Supply-side economics suggests that by allowing people to keep more of their income, tax cuts encourage people to supply more capital and labor. This supposedly generates such increases in income and profits that the resulting boost in tax revenue will partly cancel out or even exceed revenue loss from the tax cut.

Proponents of tax cuts and supply-side economics have for years called on the Joint Committee on Taxation (JCT), the official revenue-estimators for Congress, to use a method called dynamic scoring to take into account these supply-side effects that allegedly reduce the cost of tax cuts or even result in a revenue increase.

But given the utter uncertainty about these macroeconomic impacts, it is entirely reasonable that they are left out of official revenue scores that Congress and the public must rely on to understand the effects of tax legislation.

Nonetheless, supply-siders and their elected allies twisted JCT’s arm into providing dynamic scoring for the tax reform plan introduced in February by House Ways and Means Chairman David Camp, and this analysis was the focus of last week’s hearing.

JCT found that the macroeconomic growth effects of Camp’s plan would increase revenue “by $50 to $700 billion, depending on which modeling assumptions are used,” over a decade. (CTJ found that while the Camp plan would be revenue-neutral in the first decade, it would lose $1.7 trillion in the following decade, a hole that no dynamic analysis can fix.)

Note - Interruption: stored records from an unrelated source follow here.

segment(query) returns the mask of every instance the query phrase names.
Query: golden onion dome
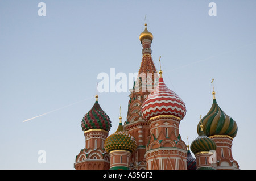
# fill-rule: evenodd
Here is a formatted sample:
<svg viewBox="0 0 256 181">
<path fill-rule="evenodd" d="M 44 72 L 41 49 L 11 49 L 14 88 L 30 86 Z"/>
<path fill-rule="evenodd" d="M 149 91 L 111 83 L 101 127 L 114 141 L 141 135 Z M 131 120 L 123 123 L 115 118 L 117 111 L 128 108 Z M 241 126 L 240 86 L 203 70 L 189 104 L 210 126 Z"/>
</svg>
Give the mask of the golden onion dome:
<svg viewBox="0 0 256 181">
<path fill-rule="evenodd" d="M 139 40 L 141 43 L 143 40 L 148 39 L 153 40 L 153 35 L 147 29 L 147 23 L 145 23 L 145 30 L 139 35 Z"/>
</svg>

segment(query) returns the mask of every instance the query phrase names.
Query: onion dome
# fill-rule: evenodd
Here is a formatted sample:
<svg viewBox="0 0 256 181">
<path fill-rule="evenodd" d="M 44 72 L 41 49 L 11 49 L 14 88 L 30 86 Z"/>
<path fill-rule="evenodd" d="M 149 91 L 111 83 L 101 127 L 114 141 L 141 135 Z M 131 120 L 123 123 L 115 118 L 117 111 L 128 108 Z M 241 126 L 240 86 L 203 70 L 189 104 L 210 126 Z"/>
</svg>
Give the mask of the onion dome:
<svg viewBox="0 0 256 181">
<path fill-rule="evenodd" d="M 153 35 L 147 29 L 147 23 L 145 23 L 145 30 L 139 35 L 139 40 L 141 42 L 144 39 L 153 40 Z"/>
<path fill-rule="evenodd" d="M 216 149 L 217 146 L 215 142 L 205 136 L 203 127 L 203 126 L 201 125 L 199 136 L 193 141 L 191 145 L 191 151 L 194 154 L 201 151 L 209 152 L 210 150 Z"/>
<path fill-rule="evenodd" d="M 108 136 L 104 144 L 104 148 L 108 153 L 114 150 L 126 150 L 133 153 L 137 148 L 135 139 L 127 131 L 123 130 L 122 117 L 117 131 Z"/>
<path fill-rule="evenodd" d="M 158 115 L 172 115 L 181 120 L 187 111 L 185 104 L 177 94 L 166 86 L 162 74 L 160 70 L 158 86 L 142 104 L 142 116 L 146 121 Z"/>
<path fill-rule="evenodd" d="M 205 135 L 227 135 L 234 138 L 238 130 L 237 123 L 220 108 L 215 99 L 215 92 L 213 91 L 212 94 L 213 102 L 212 107 L 202 119 Z M 199 133 L 199 130 L 200 123 L 197 125 L 197 133 Z"/>
<path fill-rule="evenodd" d="M 111 121 L 109 116 L 102 110 L 98 102 L 98 95 L 95 96 L 96 101 L 92 109 L 84 116 L 81 127 L 83 131 L 90 129 L 110 130 Z"/>
</svg>

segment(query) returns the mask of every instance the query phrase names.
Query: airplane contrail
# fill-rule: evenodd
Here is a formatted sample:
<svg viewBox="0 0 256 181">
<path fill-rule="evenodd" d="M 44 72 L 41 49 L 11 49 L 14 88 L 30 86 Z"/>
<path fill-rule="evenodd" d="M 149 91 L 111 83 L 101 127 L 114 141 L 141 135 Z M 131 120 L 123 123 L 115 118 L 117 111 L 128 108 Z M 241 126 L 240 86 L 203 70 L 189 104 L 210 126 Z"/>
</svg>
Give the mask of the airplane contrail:
<svg viewBox="0 0 256 181">
<path fill-rule="evenodd" d="M 64 106 L 64 107 L 61 107 L 61 108 L 57 108 L 57 109 L 56 109 L 56 110 L 52 110 L 52 111 L 47 112 L 46 112 L 46 113 L 43 113 L 43 114 L 40 115 L 39 115 L 39 116 L 35 116 L 35 117 L 33 117 L 28 119 L 27 119 L 27 120 L 24 120 L 24 121 L 23 121 L 22 122 L 28 121 L 31 120 L 32 120 L 32 119 L 36 119 L 36 118 L 37 118 L 37 117 L 41 117 L 41 116 L 44 116 L 44 115 L 48 115 L 48 113 L 52 113 L 52 112 L 53 112 L 59 111 L 59 110 L 60 110 L 64 109 L 64 108 L 66 108 L 66 107 L 71 106 L 72 106 L 72 105 L 74 105 L 74 104 L 77 104 L 77 103 L 80 103 L 80 102 L 83 102 L 83 101 L 85 101 L 85 100 L 86 100 L 92 99 L 92 98 L 93 98 L 93 96 L 92 96 L 92 97 L 90 97 L 90 98 L 85 99 L 82 99 L 82 100 L 79 100 L 79 101 L 76 102 L 75 102 L 75 103 L 73 103 L 68 104 L 68 105 L 67 105 L 67 106 Z"/>
</svg>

Scott Hodge of the Tax Foundation, a hearing witness, argued that the macroeconomic benefits would have been greater if the Camp plan included more tax breaks. For example, he argued that revenue would actually be higher under the Camp plan if it made permanent the recently expired 50 percent expensing for investment (often called bonus depreciation), as the House of Representatives voted to do with a stand-alone bill in July. CTJ has explained why this tax break, which was projected by JCT to cost $276 billion over a decade, is unlikely to have any economic benefit at all.

The Problem with Dynamic Scoring

Supply-side economists sometimes claim that JCT provides only “static” analysis that ignores behavioral effects entirely, which is not actually true. For example, when JCT estimates the effects of a higher income tax rate on capital gains (profits from selling assets for more than they cost to purchase), it does account for behavioral effects by assuming that some people will want to avoid this tax increase by selling fewer assets. This will reduce the revenue increase that would otherwise result. (A CTJ report goes into great detail about the debate over these assumptions.)

What JCT usually does not take into account are impacts that tax legislation might have on the whole economy (macroeconomic impacts) because these are usually small and always impossible to predict. In fact, economists can’t even agree on the direction of such impacts. For example, a lower tax rate could in theory encourage people to work more because they’re able to keep more of what they earn, but it could also encourage people to work less because they don’t have to work as much to reach whatever earnings goals they’ve set for themselves. In other words, a tax cut could cause the economy to expand or contract.

Yet another problem with dynamic scoring is that its proponents never want to apply the same logic to spending. If tax cuts boost the economy enough to offset part of their costs, then surely the same could be true for public investments such as education and infrastructure, which everyone agrees boost the economy. But don’t expect Arthur Laffer or Dave Camp to be making that argument any time soon.